Something to be concerned about?

What issues? Corporate has been doing it for years..



Oversaturation when there are multiple things are happening wrongly.

Also, just because it has worked in a smaller scale on the corporate level, from a safety standpoint it isn't there yet with 121 operations. It's also going to be awhile when they are there.
 
It will eventually happen with smaller regional type companies. Then there will be a crash and a massive lawsuit that exceeds the amount of money saved. What will follow will be a return back to two crew. There are to many variables in aviation for automation to take over completely.
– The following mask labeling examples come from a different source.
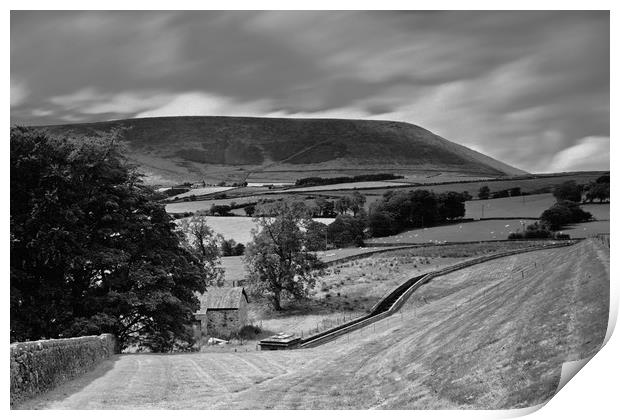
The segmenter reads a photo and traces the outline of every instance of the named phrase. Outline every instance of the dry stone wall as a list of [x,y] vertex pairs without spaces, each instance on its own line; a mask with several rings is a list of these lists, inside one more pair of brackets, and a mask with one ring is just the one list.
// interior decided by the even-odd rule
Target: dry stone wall
[[11,344],[11,405],[93,369],[116,352],[112,334]]

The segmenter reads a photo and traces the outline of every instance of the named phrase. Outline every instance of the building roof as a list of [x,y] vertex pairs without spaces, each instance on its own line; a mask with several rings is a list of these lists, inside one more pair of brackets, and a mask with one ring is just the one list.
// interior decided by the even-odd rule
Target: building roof
[[239,309],[241,299],[249,302],[243,287],[212,287],[198,296],[200,313],[213,309]]

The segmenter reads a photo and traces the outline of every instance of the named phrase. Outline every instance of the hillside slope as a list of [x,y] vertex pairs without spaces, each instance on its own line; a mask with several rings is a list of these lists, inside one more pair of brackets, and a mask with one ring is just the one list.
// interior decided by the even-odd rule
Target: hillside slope
[[163,117],[43,128],[78,138],[121,129],[131,157],[154,180],[273,172],[289,180],[315,172],[524,173],[422,127],[392,121]]
[[313,349],[121,355],[20,408],[528,407],[600,348],[608,316],[609,248],[588,240],[437,277]]

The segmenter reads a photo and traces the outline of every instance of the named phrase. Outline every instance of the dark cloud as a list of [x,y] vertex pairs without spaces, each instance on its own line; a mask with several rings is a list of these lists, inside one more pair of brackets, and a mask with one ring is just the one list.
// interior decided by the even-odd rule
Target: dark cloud
[[11,120],[397,119],[583,168],[608,150],[609,48],[608,12],[13,11]]

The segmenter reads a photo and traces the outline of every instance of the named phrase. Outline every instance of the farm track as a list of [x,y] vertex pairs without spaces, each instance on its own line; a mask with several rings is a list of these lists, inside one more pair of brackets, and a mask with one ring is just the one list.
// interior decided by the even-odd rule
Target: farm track
[[441,270],[433,271],[424,275],[413,277],[407,280],[405,283],[398,286],[391,293],[381,299],[370,311],[370,314],[364,315],[345,324],[336,326],[329,330],[315,334],[301,340],[301,348],[315,347],[321,344],[328,343],[339,336],[347,333],[351,333],[360,328],[364,328],[372,323],[381,321],[382,319],[396,313],[405,303],[405,301],[411,296],[411,294],[421,285],[428,283],[432,278],[442,276],[447,273],[451,273],[462,268],[470,267],[472,265],[484,263],[497,258],[502,258],[511,255],[523,254],[526,252],[540,251],[543,249],[559,248],[569,245],[573,245],[574,242],[564,242],[554,245],[543,245],[541,247],[532,247],[518,249],[514,251],[498,252],[492,255],[485,255],[483,257],[475,258],[472,260],[464,261],[459,264],[455,264],[450,267],[443,268]]

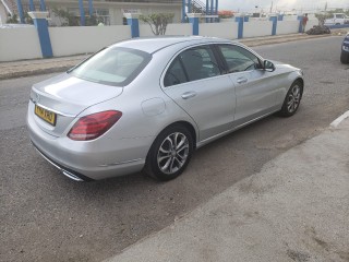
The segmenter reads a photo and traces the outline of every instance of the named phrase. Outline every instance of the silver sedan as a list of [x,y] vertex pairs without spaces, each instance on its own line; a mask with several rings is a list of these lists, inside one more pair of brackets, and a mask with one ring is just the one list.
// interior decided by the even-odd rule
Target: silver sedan
[[118,43],[32,87],[37,151],[74,180],[183,172],[195,148],[274,112],[292,116],[300,69],[210,37]]

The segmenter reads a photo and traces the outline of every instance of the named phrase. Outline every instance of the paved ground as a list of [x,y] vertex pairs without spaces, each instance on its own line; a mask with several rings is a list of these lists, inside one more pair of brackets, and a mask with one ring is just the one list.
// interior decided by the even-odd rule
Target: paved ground
[[348,138],[349,119],[108,262],[348,262]]
[[300,67],[306,87],[292,118],[272,116],[201,148],[178,179],[135,174],[94,183],[59,175],[31,145],[25,114],[31,85],[50,75],[0,81],[0,260],[101,261],[172,225],[279,154],[327,129],[348,110],[342,37],[255,47]]
[[[346,29],[335,29],[333,34],[344,34]],[[311,36],[305,34],[290,34],[279,36],[265,36],[255,38],[244,38],[241,43],[250,47],[279,44],[285,41],[294,41],[300,39],[313,39],[318,37],[328,37],[329,35]],[[63,72],[86,59],[88,55],[72,57],[34,59],[14,62],[0,62],[0,80],[14,79],[44,73]]]

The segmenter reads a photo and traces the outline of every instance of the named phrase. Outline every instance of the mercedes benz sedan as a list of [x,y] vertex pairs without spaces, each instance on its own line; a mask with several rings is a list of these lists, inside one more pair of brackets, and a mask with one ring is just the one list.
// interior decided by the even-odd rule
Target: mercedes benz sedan
[[118,43],[32,87],[31,140],[77,181],[183,172],[195,148],[299,108],[300,69],[210,37]]

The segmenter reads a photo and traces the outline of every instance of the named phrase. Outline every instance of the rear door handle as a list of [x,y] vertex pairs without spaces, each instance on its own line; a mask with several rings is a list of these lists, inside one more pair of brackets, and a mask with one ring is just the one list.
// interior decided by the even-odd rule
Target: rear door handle
[[248,82],[248,79],[246,78],[239,78],[237,80],[238,84],[243,84],[243,83],[246,83]]
[[185,92],[185,93],[182,94],[182,98],[183,99],[189,99],[189,98],[192,98],[194,96],[196,96],[195,92]]

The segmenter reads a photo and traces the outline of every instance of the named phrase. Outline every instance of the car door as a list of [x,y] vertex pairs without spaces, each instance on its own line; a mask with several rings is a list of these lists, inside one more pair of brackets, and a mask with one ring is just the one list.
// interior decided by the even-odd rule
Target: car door
[[232,129],[234,86],[221,74],[209,45],[180,52],[168,67],[164,92],[197,124],[198,141]]
[[273,72],[262,70],[261,59],[237,45],[218,45],[228,75],[236,85],[234,127],[275,110],[277,81]]

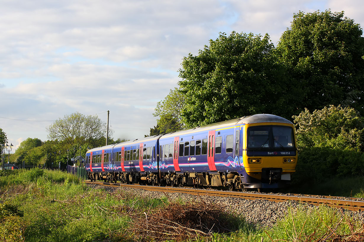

It's all about money, not safety.
 
That would be a nightmare.

Who am I going to confer with when the crap hits the fan?

I can only imagine the CRM disaster if something happened on the airplane trying to run the QRH, make decisions, coordinate with the cabin crew, talk to flight control and… oh yeah, ATC. Forget about squeezing out a PA to the passengers so they don't self-evacuate when you're landing with a manageable hydraulic failure.
 
That would be a nightmare.

Who am I going to confer with when the crap hits the fan?

I can only imagine the CRM disaster if something happened on the airplane trying to run the QRH, make decisions, coordinate with the cabin crew, talk to flight control and… oh yeah, ATC. Forget about squeezing out a PA to the passengers so they don't self-evacuate when you're landing with a manageable hydraulic failure.
Plus, who's gonna fly the thing when you have to make a deuce?
 
What issues? Corporate has been doing it for years..
It's "worked" in corporate. I may be wrong and probably am, but is there a part 25 single pilot corporate jet? I think all the single pilot jets are part 23 (again don't have time to google foo it). I've never understood an owner who wants a twin engine jet with all its redundant systems who doesn't balk at having a single pilot.
 
I think the crash of German Wings will also help put this on the back burner in Europe for a few more years. They are studying it, but far from implementing it.
 
Not going to happen so I wouldn't lose any sleep over it. The cost alone to make all of these aircraft single pilot capable is a massive deterrent.

Do you honestly think they'd convert every airplane to single pilot? No. They start building them as new designs and phase them in.
 
I love it when people trot out the single pilot Citation (or similar) when this gets discussed.

Go talk to legit operators and their insurance brokers if you want the real answer, which sounds remarkably like "um, yea....no".

Speaking of which...my corporate buds tell me there is a bit of a corporate pilot shortage going on right now. Turns out that most insurance requires mins higher than 121, so a lot of guys are starting to bail to the 121 operators before going down the corporate track.

Richman
 
Yes, but to get FAA Cert I need to design a bag and attachment capable of 16Gs.........

Not sure why that's a requirement, perhaps they don't want scat on the rudder pedals during a high G event.

Don't most high G events end up like that anyway? Maybe some kind of diaper would be a better option?